Exam Day Requirements
- Bring your Civil ID & exam permit printout.
- Arrive at the exam venue at least 30 minutes early.
- Follow exam center rules (no phones, smart watches, or unauthorized materials).
My Take
- Overall Difficulty: Easy to moderate.
- My Prep: I didn’t study for KMPE specifically. My MCCQE1 prep 2 months prior was more than enough.
- What Stood Out:
- Many questions were straight recall (e.g., common age milestones, disease associations, typical presentations).
- Some clinical vignettes tested your ability to choose the next best step or most likely diagnosis, but they weren’t tricky.
- You could answer most by elimination.
- Focus on big topics, not small details
- Read the question carefully — often, the answer is obvious
- Stay calm — this is not meant to trick you
- If you studied properly during med school, you’ll be fine
Study Resources & Key Notes
You don’t need a new resource.

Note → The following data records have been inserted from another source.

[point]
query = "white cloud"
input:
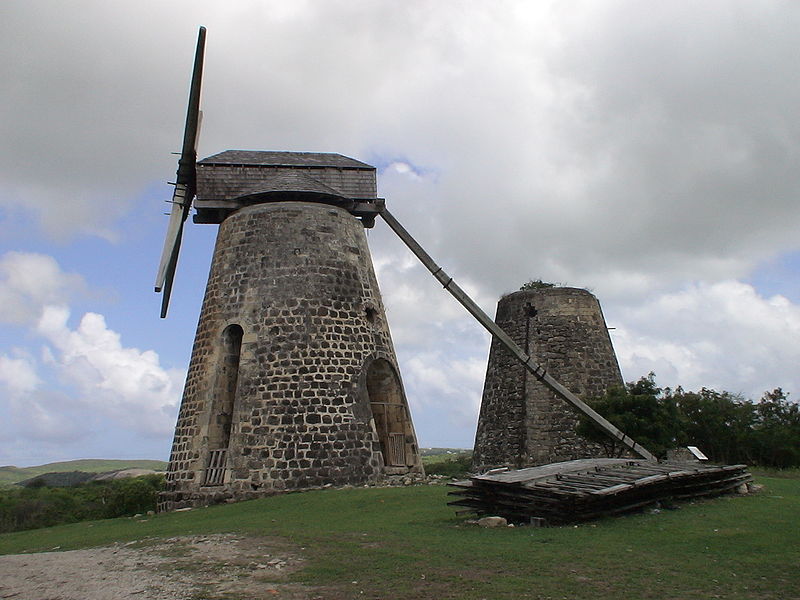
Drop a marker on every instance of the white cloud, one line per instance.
(28, 281)
(18, 375)
(722, 335)
(445, 381)
(125, 383)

Just review the core clinical material you studied during your rotations:
- Medicine (especially cardiology, GI, diabetes, infections, nephrology, and neurology)
- Surgery (acute abdomen, post-op complications, trauma)

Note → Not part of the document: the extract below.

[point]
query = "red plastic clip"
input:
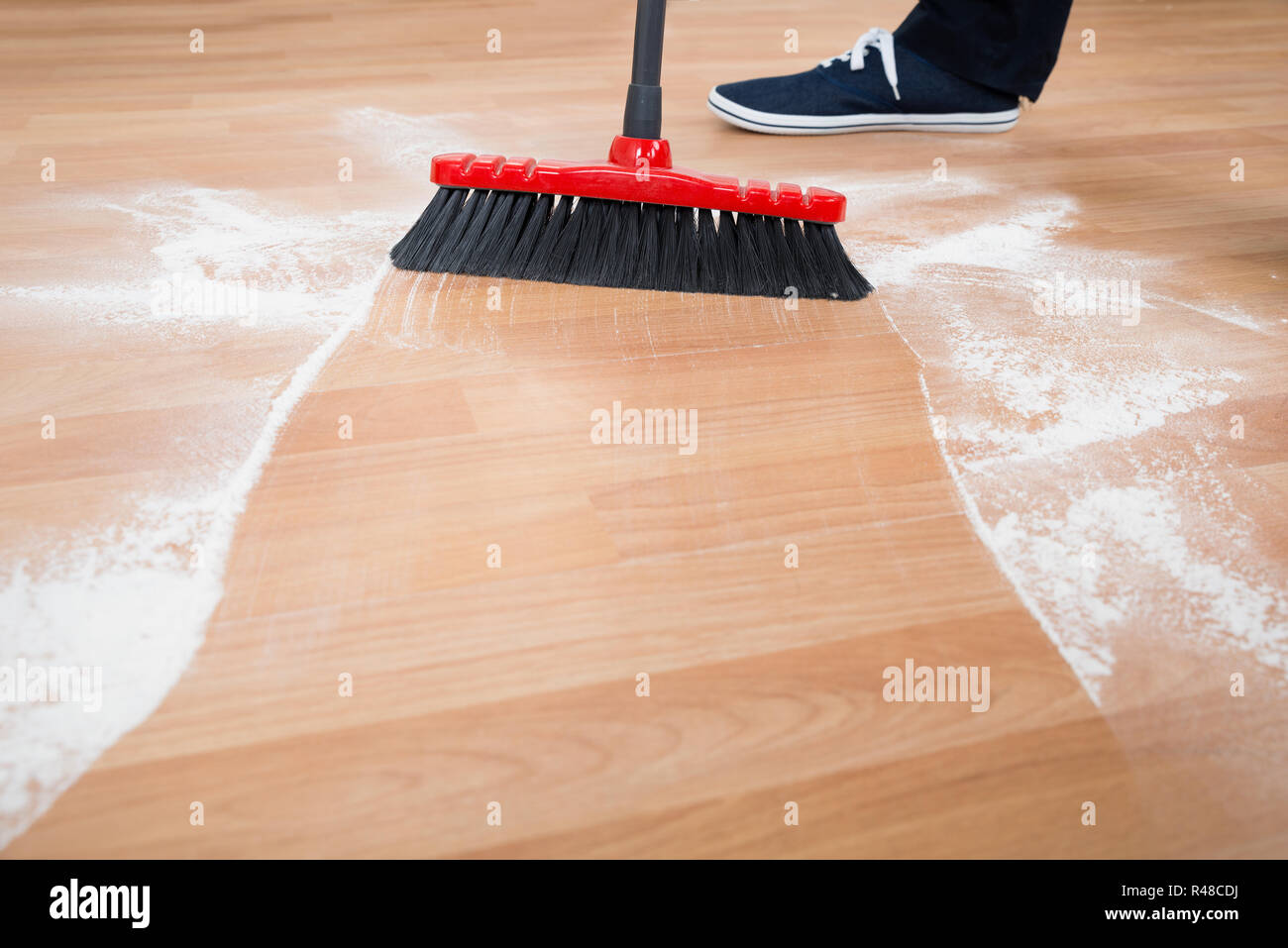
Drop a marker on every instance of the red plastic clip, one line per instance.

- Pediatrics (milestones, common presentations)
- OBGYN (ectopic pregnancy, fibroids, contraception)
- Emergency/Family Medicine (basic resuscitation, DKA, HTN emergencies)
- Skip psychiatry unless it’s confirmed to appear in newer versions.
Who Might Struggle?
- Those who didn’t revise at all
- Those who skipped rotations or never properly engaged in clinical learning
- Those who relied entirely on cheating without a real understanding
If you passed your rotations and understand clinical logic, you’re more than ready.

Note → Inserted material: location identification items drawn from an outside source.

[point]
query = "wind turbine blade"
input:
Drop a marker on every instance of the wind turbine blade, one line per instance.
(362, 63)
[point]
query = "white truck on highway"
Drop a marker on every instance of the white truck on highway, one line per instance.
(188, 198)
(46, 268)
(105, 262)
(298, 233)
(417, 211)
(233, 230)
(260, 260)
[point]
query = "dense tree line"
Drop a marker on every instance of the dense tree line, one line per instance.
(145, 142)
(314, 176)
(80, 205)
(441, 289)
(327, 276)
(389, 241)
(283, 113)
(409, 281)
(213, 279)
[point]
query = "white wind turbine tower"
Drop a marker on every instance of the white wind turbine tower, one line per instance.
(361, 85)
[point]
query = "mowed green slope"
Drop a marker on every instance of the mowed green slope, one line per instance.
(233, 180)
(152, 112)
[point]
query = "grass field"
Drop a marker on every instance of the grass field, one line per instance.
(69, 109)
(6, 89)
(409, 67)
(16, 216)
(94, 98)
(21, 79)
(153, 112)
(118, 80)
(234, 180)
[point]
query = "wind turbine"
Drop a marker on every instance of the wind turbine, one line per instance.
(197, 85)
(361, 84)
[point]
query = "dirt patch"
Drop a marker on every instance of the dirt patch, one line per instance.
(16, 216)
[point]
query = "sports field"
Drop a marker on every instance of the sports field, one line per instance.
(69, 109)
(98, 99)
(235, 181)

Here’s a sample of how straightforward some questions were:
- “At what age do children walk independently?” → 12 months
- Classic appendicitis (McBurney’s point tenderness)
- Painless jaundice → Pancreatic cancer
- Shoulder pain after fatty meals → Biliary colic
- Diabetic with LLQ pain, fever → Diverticulitis
- Post-laparoscopic cholecystectomy complication → CBD injury
- Cluster headache vs. glaucoma vs. migraine
- DVT diagnosis → Doppler US
- Common cause of SBO in adults → Adhesions
- Common thyroid cancer → Papillary
Other recall-heavy topics included:
- Peptic ulcer causes
- Treatment of DKA
- Status epilepticus management
- Stridor in children → Croup
- NEC, PCOS, ITP, VSD, AAA rupture, testicular torsion
- Ethics questions (basic and non-controversial)
FYI
Best MCQ Banks & Question-Based Resources
MCQ practice is essential. The best approach is USMLE Step 2 CK-style clinical questions with some Prometric-style recall MCQs.
Top MCQ Banks
- Passmedicine (Passmed) – UK-based, great for clinical reasoning and core topics (used by many IMGs)
- AMBOSS – High-quality explanations and rapid review features, helpful for tricky topics
- UWorld – Best for deep understanding and question logic, especially for medicine-heavy prep
- Qbank.one – Structured, performance-tracked, and aligned with SCFHS blueprint
- PrometricMCQ – Most SMLE-specific with recent recalls and tailored question styles
💡 Pro Tip: Complete at least 2,000+ MCQs before the exam, focusing on explanations for incorrect answers.
Best Study Books
(Concise & High-Yield)
Internal Medicine
- Toronto Notes – Concise, broad coverage
- Oxford Handbook of Clinical Medicine – Portable, exam-relevant
- Step-Up to Medicine – High-yield and visual
Surgery
- Current Diagnosis & Treatment: Surgery – Straightforward and practical
- Bailey & Love – Detailed, good for deeper understanding
- Surgical Recall – Q&A style for fast review
Pediatrics
- Nelson’s Essentials of Pediatrics – Condensed yet reliable
- Lissauer’s Illustrated Textbook – Easier read with helpful visuals
- Case Files: Pediatrics – Practical case-based review
Obstetrics & Gynecology
- Hacker & Moore’s Essentials – High-yield format
- Ten Teachers – Core OB/GYN topics simplified
- Current Diagnosis & Treatment: OB/GYN – Practical clinical guide
Psychiatry
- Oxford Handbook of Psychiatry – Exam-suited summaries
- Kaplan & Sadock’s Pocket Handbook – Concise, structured
- Case Files: Psychiatry – Best for case understanding
Important Note:
The KMPE Exam is New!
As a newly introduced exam, KMPE’s structure and content may change.
Keep up with KIMS announcements and gather feedback from previous candidates to stay updated and adapt your study approach.